Posts by ziegenmelker

1) Message boards : Number crunching : Problems with Rosetta version 5.80 (Message 48257)
Posted 1 Nov 2007 by ziegenmelker
Post:
Some more:

5.80: SIGSEGV and '*** glibc detected *** corrupted double-linked list: 0x0a01aa28 ***', but valid and granted credits (32 for 4h ???)
5.80: process got signal 11 and 2 SIGSEGV: Invalid
5.69: process exited with code 193 (0xc1) and 3 SIGSEGV: Invalid
5.80: process exited with code 193 (0xc1) and 1 SIGSEGV: Invalid

I shortened the crunching time from 4 to 1 h.

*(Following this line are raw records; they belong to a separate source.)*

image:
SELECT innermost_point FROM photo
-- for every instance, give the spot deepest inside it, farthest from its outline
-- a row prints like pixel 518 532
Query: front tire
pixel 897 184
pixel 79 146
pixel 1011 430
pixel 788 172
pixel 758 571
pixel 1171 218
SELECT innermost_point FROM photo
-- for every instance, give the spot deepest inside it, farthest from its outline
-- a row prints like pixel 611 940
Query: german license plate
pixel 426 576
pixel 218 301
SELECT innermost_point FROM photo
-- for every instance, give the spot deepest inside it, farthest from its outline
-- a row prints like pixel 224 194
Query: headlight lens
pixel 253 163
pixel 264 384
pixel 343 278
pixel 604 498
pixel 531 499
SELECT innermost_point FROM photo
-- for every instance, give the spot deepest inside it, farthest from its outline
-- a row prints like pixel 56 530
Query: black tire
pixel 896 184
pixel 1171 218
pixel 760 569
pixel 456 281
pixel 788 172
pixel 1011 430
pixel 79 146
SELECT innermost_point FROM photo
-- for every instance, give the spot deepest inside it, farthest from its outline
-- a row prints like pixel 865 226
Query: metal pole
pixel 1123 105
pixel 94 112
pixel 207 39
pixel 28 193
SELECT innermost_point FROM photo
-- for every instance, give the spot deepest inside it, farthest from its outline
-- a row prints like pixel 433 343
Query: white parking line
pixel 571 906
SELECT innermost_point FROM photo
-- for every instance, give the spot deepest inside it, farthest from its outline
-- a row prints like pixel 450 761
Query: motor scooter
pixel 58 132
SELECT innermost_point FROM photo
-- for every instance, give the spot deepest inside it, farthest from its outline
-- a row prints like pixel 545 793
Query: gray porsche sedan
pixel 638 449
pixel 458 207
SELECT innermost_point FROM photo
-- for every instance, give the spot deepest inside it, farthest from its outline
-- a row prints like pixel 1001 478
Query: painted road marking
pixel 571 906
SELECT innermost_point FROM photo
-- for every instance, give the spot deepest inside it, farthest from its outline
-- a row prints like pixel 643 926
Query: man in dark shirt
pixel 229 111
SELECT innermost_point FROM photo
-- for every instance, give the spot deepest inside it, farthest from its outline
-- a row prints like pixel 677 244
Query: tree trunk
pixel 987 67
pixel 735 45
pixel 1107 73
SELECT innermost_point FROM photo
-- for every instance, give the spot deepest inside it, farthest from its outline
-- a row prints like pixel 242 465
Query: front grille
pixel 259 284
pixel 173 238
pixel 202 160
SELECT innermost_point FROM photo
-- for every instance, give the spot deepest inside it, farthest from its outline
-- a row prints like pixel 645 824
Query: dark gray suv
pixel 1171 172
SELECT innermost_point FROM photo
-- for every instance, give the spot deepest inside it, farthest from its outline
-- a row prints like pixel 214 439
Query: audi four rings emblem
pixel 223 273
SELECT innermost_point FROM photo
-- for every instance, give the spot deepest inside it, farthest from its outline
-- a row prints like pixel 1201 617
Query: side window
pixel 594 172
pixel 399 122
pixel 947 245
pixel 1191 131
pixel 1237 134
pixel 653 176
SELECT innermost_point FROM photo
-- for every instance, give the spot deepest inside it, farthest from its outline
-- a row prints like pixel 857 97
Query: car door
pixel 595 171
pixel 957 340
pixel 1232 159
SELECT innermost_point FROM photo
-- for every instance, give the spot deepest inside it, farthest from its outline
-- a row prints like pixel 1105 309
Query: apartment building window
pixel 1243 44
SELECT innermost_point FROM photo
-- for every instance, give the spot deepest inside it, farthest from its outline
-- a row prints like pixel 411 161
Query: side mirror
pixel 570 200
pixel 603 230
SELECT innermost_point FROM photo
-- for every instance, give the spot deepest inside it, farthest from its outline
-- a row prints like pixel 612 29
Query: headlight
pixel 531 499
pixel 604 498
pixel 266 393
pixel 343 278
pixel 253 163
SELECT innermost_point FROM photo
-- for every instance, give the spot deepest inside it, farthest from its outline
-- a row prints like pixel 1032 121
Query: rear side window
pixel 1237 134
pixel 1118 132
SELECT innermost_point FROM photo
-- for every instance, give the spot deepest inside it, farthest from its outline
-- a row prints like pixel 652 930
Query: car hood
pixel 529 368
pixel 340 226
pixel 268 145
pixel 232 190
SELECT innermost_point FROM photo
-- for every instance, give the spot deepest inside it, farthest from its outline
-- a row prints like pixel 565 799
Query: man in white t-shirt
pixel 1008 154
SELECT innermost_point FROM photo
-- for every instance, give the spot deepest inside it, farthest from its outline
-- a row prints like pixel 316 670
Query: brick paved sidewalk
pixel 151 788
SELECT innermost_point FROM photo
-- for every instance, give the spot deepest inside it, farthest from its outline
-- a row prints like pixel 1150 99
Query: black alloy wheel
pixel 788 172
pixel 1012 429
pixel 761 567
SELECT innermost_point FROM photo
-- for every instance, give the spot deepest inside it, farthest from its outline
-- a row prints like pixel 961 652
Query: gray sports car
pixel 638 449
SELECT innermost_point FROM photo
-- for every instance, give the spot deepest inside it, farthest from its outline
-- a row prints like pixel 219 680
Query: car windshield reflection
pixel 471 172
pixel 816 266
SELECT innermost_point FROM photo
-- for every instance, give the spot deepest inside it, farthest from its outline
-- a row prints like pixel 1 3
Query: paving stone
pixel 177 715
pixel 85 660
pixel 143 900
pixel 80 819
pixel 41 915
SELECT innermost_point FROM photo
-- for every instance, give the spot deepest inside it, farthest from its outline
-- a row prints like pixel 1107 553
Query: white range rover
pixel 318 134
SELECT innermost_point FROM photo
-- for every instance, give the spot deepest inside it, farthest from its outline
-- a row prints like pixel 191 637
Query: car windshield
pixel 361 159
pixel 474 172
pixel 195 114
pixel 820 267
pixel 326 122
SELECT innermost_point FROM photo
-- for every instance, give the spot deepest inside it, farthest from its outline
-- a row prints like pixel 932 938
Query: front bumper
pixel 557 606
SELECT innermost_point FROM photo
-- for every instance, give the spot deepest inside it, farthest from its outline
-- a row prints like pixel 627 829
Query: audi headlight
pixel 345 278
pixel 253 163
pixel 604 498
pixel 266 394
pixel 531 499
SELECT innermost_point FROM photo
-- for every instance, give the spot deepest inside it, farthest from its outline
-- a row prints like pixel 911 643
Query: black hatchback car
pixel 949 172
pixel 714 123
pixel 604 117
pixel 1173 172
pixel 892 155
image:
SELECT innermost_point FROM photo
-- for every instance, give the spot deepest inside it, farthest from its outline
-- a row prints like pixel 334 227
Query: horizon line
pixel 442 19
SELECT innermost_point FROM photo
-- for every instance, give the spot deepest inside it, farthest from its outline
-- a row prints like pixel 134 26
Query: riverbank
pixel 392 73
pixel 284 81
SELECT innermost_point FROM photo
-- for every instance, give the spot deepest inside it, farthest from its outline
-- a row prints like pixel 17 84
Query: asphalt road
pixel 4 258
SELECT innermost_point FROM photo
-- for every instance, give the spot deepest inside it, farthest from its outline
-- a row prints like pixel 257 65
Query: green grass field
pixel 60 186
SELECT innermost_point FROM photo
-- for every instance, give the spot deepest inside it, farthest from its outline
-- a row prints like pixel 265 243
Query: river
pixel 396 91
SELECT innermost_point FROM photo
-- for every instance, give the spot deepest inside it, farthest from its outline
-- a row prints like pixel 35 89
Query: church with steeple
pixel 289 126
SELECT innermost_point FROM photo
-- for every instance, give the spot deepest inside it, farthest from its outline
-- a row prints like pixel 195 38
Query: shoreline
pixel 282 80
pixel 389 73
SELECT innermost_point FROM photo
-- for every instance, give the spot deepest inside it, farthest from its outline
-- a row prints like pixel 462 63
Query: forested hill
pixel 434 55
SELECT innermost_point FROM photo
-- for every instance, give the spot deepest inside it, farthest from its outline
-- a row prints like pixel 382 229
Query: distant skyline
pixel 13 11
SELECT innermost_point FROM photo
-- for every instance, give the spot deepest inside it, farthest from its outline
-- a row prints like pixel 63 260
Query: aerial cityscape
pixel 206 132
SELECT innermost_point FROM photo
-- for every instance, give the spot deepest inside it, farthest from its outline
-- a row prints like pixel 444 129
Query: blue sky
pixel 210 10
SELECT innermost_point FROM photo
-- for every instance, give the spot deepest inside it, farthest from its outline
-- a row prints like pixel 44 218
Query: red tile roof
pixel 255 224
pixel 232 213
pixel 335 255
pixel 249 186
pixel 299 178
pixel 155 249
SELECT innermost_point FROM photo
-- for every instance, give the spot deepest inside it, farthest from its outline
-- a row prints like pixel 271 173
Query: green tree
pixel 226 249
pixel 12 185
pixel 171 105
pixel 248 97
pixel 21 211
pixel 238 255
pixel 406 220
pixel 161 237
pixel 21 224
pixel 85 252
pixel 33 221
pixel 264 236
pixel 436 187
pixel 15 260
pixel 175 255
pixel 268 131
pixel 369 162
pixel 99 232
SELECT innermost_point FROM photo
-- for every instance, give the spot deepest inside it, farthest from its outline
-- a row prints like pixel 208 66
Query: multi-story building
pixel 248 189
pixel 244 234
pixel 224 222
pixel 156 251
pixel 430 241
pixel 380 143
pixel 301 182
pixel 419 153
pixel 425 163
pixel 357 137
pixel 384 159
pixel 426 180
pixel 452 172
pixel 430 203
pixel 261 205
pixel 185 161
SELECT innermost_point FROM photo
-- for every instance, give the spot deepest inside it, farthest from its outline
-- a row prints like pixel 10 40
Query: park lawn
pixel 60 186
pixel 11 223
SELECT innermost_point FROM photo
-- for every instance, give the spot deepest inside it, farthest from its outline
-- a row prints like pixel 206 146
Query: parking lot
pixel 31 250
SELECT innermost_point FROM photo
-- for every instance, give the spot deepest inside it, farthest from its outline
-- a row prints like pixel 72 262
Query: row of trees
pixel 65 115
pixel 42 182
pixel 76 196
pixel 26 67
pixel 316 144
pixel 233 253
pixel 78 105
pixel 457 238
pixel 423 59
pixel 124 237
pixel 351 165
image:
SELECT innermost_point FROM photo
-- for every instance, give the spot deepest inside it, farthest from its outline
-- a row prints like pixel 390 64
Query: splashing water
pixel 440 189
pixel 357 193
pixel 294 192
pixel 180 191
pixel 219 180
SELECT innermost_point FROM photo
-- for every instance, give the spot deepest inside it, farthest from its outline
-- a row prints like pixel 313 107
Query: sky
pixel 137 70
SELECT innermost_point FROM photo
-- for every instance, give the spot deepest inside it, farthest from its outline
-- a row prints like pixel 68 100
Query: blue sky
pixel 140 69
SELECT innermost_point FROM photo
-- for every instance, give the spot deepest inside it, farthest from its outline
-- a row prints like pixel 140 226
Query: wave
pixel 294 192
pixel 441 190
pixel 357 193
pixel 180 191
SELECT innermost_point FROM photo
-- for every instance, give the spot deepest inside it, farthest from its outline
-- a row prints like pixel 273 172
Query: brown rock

5.80: *** glibc detected *** corrupted double-linked list: 0x097ea480 *** and 1 SIGSEGV: Valid
5.69: resultid=116839781: Valid
5.69: resultid=116896290 1 SIGSEGV: Valid

The '*** glibc detected *** corrupted double-linked list:' is an error in the app.
One of the last(valid) WUs got stuck, so I shut down boinc, restarted and the WU was successfully finished.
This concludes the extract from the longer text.